Lizaad Williams is a classic example of a fast bowler who has white-line fever.
And arguably all of the world’s greatest fast bowlers of the past two decades, including the South Africans Allan Donald, Makhaya Ntini, Shaun Pollock and Dale Steyn, possessed that trait.
Almost sanguine off the park, with a love of joking and adding to the positive vibe in the change room, Williams is the opposite on the field.
He gets in a combative mood, and admits that in that respect he is a bit like Ben Stokes and Virat Kohli.
Williams, a World Sports Betting Cape Cobras’ fast bowler, likes Stokes, and says he enjoys the English all-rounder’s single-mindedness and his determination to be the enforcer.
He also told his team-mates after Carlos Brathwaite smashed four consecutive sixes off Stokes to send the West Indies to the World T20 title in 2016, that Stokes will resurrect his career.
“And that is true, because he is world-class now.”
But Williams added that the player he has idolized throughout his career is Andrew Flintoff. He wears the number 11 on his shirt like Flintoff, and enjoys Flintoff’s approach to cricket and his competitiveness.
“It is not that I want to model his action or want and try to be like him. I endeavour to be the best Lizaad Williams, but you can always learn small things from other bowlers. I am currently reading a book about Flintoff,” he adds.
Williams has steadily improved as a fast bowler the past season. Instead of just nipping it both ways off the seam, he has also swung the ball.
In training sessions, he has deliberately taken the old ball. “That is your ultimate test as a bowler. How do you perform with the old nut? I have to hit the right areas consistently, ask questions, probe and build pressure,” he says.
Williams bowls between 130 km/h and 140 km/h but he feels that he can bowl faster. Yet, that is not his greatest aim for the next season. He wants to maintain the right rhythm, understand his action and be consistent.

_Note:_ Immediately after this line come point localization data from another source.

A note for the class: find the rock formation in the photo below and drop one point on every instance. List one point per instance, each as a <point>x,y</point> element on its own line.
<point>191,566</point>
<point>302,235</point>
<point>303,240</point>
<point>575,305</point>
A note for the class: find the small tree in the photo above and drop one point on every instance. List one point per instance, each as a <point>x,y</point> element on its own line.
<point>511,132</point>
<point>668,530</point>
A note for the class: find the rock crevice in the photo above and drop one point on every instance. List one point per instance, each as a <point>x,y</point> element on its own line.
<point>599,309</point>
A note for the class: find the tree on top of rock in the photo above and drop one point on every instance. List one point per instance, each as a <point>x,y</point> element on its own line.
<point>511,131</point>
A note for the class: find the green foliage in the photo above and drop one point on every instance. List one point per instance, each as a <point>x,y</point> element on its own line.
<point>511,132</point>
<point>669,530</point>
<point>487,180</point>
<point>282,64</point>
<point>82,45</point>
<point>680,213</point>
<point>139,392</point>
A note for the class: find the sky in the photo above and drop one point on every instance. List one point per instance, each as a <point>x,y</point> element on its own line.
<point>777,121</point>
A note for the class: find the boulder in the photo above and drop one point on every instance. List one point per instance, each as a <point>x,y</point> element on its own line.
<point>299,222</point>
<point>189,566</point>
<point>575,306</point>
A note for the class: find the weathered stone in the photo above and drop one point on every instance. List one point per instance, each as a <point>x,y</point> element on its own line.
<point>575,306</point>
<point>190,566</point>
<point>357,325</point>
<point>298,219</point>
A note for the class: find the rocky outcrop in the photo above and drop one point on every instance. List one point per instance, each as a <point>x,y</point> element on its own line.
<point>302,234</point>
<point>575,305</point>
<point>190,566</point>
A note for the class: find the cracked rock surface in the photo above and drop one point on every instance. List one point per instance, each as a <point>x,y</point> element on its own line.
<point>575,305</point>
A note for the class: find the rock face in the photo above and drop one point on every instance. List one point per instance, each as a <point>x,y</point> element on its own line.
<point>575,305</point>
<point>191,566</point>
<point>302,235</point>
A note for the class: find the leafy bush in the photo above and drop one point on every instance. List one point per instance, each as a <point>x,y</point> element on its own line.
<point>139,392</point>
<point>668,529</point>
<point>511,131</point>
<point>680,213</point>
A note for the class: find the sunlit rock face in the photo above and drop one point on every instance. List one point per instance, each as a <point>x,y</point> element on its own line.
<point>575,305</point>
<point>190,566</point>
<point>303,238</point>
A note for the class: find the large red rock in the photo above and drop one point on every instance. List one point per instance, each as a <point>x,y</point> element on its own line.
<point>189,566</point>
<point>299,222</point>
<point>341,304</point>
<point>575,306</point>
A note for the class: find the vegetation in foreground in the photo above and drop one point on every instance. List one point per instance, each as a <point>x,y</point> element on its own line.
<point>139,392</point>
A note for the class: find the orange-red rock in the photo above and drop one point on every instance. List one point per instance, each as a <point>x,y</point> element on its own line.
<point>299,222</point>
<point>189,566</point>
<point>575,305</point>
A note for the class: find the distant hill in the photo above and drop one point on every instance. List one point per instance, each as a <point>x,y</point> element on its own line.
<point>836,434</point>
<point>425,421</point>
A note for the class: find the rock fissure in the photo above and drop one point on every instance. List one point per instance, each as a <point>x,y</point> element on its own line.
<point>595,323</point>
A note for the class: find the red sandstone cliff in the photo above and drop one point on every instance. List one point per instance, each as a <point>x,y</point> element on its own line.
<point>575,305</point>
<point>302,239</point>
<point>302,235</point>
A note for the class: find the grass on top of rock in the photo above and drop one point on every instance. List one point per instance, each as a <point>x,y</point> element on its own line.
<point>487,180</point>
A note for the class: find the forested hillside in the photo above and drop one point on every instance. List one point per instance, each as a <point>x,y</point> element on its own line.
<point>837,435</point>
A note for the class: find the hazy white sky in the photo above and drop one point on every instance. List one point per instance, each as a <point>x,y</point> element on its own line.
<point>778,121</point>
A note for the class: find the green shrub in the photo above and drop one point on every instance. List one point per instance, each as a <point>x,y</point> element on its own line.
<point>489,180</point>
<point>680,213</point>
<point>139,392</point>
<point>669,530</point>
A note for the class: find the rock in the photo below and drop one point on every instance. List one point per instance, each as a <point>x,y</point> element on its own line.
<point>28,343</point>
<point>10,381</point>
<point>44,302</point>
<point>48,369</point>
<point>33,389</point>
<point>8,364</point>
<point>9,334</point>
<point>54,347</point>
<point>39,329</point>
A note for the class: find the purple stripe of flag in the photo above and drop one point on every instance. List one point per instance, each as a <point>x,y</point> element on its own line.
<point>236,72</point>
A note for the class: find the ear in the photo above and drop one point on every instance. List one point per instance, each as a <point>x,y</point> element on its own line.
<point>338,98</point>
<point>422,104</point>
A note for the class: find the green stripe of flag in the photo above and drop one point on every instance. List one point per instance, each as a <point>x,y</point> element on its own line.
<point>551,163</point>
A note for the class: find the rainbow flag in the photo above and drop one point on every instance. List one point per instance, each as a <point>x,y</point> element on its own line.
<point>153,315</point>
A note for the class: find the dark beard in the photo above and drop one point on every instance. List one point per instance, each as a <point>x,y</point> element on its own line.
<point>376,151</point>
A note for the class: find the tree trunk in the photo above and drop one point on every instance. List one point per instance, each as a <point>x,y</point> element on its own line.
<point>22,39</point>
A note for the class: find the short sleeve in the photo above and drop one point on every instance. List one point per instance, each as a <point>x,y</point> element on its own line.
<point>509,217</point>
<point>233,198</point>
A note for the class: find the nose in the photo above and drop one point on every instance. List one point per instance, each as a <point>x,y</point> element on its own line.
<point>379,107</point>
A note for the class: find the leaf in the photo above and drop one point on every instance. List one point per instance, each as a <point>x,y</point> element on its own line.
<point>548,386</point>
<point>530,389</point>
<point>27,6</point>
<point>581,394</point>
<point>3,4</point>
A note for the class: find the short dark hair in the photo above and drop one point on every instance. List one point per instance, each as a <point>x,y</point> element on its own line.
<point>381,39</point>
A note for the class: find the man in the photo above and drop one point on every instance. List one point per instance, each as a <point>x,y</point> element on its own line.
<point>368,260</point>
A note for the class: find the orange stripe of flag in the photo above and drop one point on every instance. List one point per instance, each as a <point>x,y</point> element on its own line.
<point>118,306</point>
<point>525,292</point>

Asked to describe his role, Williams, a final-year BA student at the University of the Western Cape, says: “I guess I am a strike bowler. I want to be the bowler who changes the game by taking regular wickets in a six-to-seven-over opening spell. And then I want to continue to play a significant role with the old ball,” he added.
At the age of 23, Williams may be a work in progress, but many of his team-mates reflected on his new-found maturity the past season.
He has come of age. It was evident in the Momentum One Day Cup campaign in which he nipped out 10 batsmen in five games, while operating with that aggression and in-your-face-hostility that has made Stokes and Flintoff great.